La Euskadi utiliza la cosecha en verde para regular la producción vitivinícola en la campaña 2026, con 166 expedientes y 690 hectáreas en Rioja Alavesa, buscando equilibrio, calidad y sostenibilidad, dentro de la ISV 2024-2027 y la PAC.

En Euskadi, el Gobierno Vasco, a través del Departamento de Alimentación, Desarrollo Rural, Agricultura y Pesca, ha cerrado el periodo de solicitudes para la ayuda de cosecha en verde de la campaña 2026, con un total de 166 expedientes presentados que suman 690 hectáreas de viñedo en Rioja Alavesa.

Esta herramienta, clave para ordenar el mercado vitivinícola y sostener la viabilidad del sector, permite reducir la producción eliminando racimos antes de que alcancen la madurez, con la finalidad de suavizar fluctuaciones de oferta y precios.

La medida forma parte de la Intervención Sectorial del Vino (ISV) 2024-2027, dentro del Plan Estratégico de la Política Agraria Común (PAC). El objetivo es mantener un equilibrio entre la calidad y la capacidad de las explotaciones para planificar sus inversiones a medio y largo plazo, especialmente en un periodo en el que la demanda puede variar y la competencia entre regiones es intensa.

En este marco, la superficie solicitada se sitúa por debajo de las previsiones iniciales, que barajaban entre 900 y 1.000 hectáreas, y también por debajo de lo registrado el año anterior, cuando se registraron 415 solicitudes para 1.340 hectáreas. Este dato, que refleja la evolución de la campaña, indica una respuesta contenida del sector ante el entorno actual y las reglas de intervención vigentes.

A partir de ahora, el Departamento inicia la fase de revisión y comprobación de los expedientes, con el objetivo de verificar el cumplimiento de los requisitos y proceder a su ordenación conforme a los criterios de la convocatoria.

Es un paso previo clave para garantizar que la medida se aplica de forma homogénea y transparente, manteniendo un marco de seguridad jurídica para los agricultores y las bodegas.

En palabras de la consejera Amaia Barredo, “esta medida nos permite actuar con antelación y de manera ordenada, acompañando al sector en un momento clave y reforzando su estabilidad.

Apostamos por un modelo que prioriza la calidad, el equilibrio del mercado y el futuro de nuestras explotaciones.”

Una vez completada la fase de evaluación, se publicará la resolución de concesión en los plazos previstos, momento en el que las personas solicitantes conocerán las parcelas autorizadas.

Las explotaciones beneficiarias deberán ejecutar la cosecha en verde, eliminando por completo los racimos de las parcelas aprobadas, antes del 15 de julio de 2026.

Además, deberán comunicar la realización de la acción dentro de ese mismo plazo, lo que contará como solicitud de pago de la ayuda. Este marco temporal obliga a una coordinación estrecha entre los titulares de los viñedos y la administración y subraya la disciplina necesaria para aprovechar al máximo la herramienta.

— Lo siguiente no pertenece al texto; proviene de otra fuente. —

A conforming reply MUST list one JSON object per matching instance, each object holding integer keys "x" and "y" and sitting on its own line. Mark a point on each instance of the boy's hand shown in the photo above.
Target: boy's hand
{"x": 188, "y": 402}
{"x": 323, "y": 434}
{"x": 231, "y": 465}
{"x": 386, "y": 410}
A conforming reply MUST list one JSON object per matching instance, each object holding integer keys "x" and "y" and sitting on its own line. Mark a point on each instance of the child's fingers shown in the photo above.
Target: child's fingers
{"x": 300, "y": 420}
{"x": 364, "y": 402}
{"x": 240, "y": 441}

Más allá de las cifras de este año, la cosecha en verde ha sido una herramienta utilizada históricamente para estabilizar la oferta en regiones vitivinícolas de alto valor.

En Rioja, y en concreto en Rioja Alavesa, una zona de gran relevancia para la Denominación de Origen Rioja, estas intervenciones buscan evitar colapsos de mercado en años con rendimientos elevados o variabilidad climática.

En Euskadi, la estrategia se alinea con la misión de reforzar la sostenibilidad del sector agroalimentario y con la proyección de una viticultura que combine calidad, rentabilidad y responsabilidad ambiental.

Aun así, estas medidas generan debates sobre su impacto en agricultores con estructuras más pequeñas o más débiles, y sobre cómo compatibilizar la protección del empleo rural con la necesidad de mantener un equilibrio económico para las explotaciones.

En resumen, la convocatoria de cosecha en verde para 2026 confirma la continuidad de una herramienta de gestión agrícola que busca ordenar la oferta, estabilizar precios y asegurar la viabilidad de los viñedos en Rioja Alavesa.

Con la revisión en marcha y la publicación de las resoluciones en los próximos meses, el sector espera una implementación clara que aporte previsibilidad a medio plazo y fortalezca la resiliencia de las explotaciones frente a un mercado global en constante cambio.